E. Célula Hospedeira semelhante à adotada pelo desenvolvedor do produto referência: o perfil de glicosilação de uma proteína recombinante (ou perfil de açúcares ancorados à proteína) é uma das características essenciais para garantir adequada função e segurança dessa proteína, porque impacta em propriedades ligadas diretamente à eficácia e à segurança do medicamento biológico. Diferentes células hospedeiras (células onde se insere o gene que representa o código para a célula produzir a molécula ativa do produto biológico), oriundas de diferentes tecidos e espécies animais, glicosilam suas proteínas de forma diferente. Como o desenvolvedor de biossimilares quer obter o mesmo “perfil de glicosilação”, para ter um produto com mesma eficácia e segurança, comparativamente ao produto inovador, o ideal é adotar linhagem de célula hospedeira semelhante à empregada pelo desenvolvedor do inovador.
F. Desenvolvimento do Processo – durante todo o desenvolvimento dos processos de multiplicação celular e produção da molécula recombinante (Upstream processing), bem como dos processos de recuperação e purificação da molécula (Downstream processing) até a etapa de formulação do produto final, deve-se empregar o produto referência como modelo para o desenvolvimento do produto biossimilar. Informações sobre o processo de produção do produto referência não são conhecidas; desta forma, a estratégia que geralmente se adota é definir algumas propriedades específicas do produto referência para nortear esse desenvolvimento. As especificações para essas propriedades são empregadas como critérios de aceitação a serem adotados em cada etapa do desenvolvimento dos processos de produção;
G. Comparabilidade Lado a Lado: assim que finalizado o desenvolvimento de todas as etapas do processo de produção, com obtenção de um produto com perfil de biossimilaridade dentro do esperado, define-se todas as condições operacionais a serem seguidas para a produção do biossimilar com a qualidade desejada. São então produzidos alguns lotes nessas condições, tanto para prova de consistência do processo de produção, como para adotar os lotes em um estudo de comparabilidade lado a lado, para prova de biossimilaridade in vitro entre produto inovador e biossimilar. O número de lotes a ser analisado (do inovador e do lote comercial do biossimilar) deve ser alinhado com a agência reguladora e dependerá do conhecimento levantado ao longo do histórico de uso do produto inovador, do conhecimento adquirido ao longo do desenvolvimento do biossimilar e da variabilidade do método analítico Uma adequada análise estatística deve ser apresentada para garantia da biossimilaridade com base nos resultados desse estudo de comparabilidade;
H. Totalidade de evidências: os protocolos dos estudos não clínicos (em animais) comparativos e de estudos clínicos (em humanos) comparativos devem ser desenhados com foco em resolver dúvidas residuais, ou seja, aquelas dúvidas não esclarecidas durante o exercício de comparabilidade dos produtos in vitro (em laboratório), em relação ao potencial impacto de diferenças observadas entre produto biossimilar e referência sobre segurança, eficácia e imunogenicidade.
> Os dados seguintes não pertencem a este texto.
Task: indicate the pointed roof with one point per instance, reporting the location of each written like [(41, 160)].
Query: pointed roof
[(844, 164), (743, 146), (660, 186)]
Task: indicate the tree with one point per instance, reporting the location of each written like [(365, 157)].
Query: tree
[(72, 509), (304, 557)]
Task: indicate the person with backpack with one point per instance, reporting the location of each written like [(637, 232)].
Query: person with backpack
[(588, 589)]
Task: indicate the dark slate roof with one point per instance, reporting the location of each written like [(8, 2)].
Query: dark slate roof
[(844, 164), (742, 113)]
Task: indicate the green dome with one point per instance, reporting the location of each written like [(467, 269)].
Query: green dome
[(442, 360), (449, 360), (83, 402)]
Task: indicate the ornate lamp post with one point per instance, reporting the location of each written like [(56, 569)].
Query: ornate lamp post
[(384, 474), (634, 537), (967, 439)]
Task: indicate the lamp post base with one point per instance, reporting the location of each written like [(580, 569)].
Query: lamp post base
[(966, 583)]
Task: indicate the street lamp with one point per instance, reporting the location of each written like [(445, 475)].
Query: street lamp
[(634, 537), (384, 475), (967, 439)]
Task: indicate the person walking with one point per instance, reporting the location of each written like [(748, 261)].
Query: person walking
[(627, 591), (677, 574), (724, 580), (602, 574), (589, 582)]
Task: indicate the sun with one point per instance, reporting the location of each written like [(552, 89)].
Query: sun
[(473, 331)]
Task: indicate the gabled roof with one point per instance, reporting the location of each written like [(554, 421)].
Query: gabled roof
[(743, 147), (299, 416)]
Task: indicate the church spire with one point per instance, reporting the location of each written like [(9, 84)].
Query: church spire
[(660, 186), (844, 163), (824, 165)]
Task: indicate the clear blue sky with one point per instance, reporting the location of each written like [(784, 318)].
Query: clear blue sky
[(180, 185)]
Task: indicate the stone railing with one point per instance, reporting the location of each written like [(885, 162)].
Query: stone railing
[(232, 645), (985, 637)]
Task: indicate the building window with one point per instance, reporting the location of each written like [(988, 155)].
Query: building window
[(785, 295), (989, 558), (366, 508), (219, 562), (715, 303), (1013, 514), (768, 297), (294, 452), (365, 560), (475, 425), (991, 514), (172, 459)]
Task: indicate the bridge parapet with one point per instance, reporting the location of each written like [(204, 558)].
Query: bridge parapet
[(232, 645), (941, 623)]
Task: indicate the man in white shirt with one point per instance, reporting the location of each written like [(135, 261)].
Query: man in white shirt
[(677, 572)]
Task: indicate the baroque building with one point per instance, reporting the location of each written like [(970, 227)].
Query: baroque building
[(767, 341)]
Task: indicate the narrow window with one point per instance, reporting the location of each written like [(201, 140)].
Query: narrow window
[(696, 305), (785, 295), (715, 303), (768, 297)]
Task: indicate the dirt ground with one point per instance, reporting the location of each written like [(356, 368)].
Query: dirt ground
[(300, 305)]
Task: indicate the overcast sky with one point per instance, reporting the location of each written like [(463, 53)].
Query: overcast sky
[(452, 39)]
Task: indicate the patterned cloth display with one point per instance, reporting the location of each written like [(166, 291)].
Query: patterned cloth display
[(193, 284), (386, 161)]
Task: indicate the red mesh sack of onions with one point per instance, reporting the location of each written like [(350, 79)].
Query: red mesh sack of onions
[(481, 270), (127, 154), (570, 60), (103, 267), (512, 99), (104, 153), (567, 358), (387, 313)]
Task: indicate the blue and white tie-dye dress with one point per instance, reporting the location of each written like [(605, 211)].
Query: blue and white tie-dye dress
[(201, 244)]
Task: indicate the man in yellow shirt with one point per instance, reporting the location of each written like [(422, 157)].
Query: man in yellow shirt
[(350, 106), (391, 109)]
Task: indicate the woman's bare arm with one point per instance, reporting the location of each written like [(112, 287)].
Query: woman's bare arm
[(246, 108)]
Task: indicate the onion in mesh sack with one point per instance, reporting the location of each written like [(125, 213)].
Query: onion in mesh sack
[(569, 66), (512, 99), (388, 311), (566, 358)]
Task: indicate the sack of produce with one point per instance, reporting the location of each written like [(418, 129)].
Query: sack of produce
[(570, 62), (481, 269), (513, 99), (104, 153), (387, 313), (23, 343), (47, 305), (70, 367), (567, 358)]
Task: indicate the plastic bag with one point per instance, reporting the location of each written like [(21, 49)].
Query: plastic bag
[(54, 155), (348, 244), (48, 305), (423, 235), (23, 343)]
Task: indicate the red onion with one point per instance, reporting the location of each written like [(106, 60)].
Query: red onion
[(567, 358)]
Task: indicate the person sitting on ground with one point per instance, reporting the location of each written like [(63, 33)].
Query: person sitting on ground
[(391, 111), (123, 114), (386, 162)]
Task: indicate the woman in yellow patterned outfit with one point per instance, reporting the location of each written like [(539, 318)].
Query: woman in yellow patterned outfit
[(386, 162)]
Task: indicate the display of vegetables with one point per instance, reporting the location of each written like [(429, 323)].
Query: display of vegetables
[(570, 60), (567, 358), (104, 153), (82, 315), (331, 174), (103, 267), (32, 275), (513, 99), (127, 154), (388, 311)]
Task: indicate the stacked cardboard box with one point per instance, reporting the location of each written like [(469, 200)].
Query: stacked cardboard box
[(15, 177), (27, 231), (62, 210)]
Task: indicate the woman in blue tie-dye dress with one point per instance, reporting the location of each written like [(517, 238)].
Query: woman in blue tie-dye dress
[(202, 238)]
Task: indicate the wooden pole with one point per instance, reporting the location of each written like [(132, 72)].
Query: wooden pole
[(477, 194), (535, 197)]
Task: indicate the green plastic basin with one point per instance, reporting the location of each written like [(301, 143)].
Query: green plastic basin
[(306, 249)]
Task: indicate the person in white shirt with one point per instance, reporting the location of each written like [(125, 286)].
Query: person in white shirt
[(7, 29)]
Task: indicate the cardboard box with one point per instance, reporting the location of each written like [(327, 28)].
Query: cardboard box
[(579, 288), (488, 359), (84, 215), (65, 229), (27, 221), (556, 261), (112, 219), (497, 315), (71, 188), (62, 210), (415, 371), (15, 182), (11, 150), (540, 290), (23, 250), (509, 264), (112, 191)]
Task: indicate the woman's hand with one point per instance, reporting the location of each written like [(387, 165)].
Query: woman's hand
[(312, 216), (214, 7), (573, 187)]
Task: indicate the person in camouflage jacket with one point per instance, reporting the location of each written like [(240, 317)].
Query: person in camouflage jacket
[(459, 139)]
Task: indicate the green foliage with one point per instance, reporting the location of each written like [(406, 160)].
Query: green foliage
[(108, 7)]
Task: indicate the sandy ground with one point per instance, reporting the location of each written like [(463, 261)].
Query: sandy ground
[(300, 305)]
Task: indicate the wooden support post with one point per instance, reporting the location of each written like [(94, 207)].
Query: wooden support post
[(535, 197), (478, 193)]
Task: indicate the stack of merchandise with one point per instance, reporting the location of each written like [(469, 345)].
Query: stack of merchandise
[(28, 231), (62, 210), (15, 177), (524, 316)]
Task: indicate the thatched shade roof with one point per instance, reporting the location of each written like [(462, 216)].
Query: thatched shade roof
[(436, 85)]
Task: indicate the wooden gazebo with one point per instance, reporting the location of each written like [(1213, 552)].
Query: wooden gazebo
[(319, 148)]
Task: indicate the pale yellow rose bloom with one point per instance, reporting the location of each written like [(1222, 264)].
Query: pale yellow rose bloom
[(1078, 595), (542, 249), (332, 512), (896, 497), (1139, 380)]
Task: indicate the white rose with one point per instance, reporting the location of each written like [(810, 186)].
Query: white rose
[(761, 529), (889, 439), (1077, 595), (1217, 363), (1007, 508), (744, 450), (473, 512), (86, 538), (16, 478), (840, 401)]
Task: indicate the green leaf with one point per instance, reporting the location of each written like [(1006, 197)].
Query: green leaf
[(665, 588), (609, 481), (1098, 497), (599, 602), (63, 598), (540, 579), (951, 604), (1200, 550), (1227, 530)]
I. Diálogo constante com autoridade reguladora: é de suma importância que haja uma relação estreita com a agência reguladora, desde o início do desenvolvimento de biossimilares, para alinhamentos periódicos em relação à coerência da condução do desenvolvimento, passo a passo, desde seu planejamento. Esta aproximação visa evitar surpresas ao longo do caminho que possam demandar retrabalho ou levar a exigências não previstas, que poderiam gerar um aumento do custo do desenvolvimento, ou mesmo, em casos extremos, inviabilizar o projeto.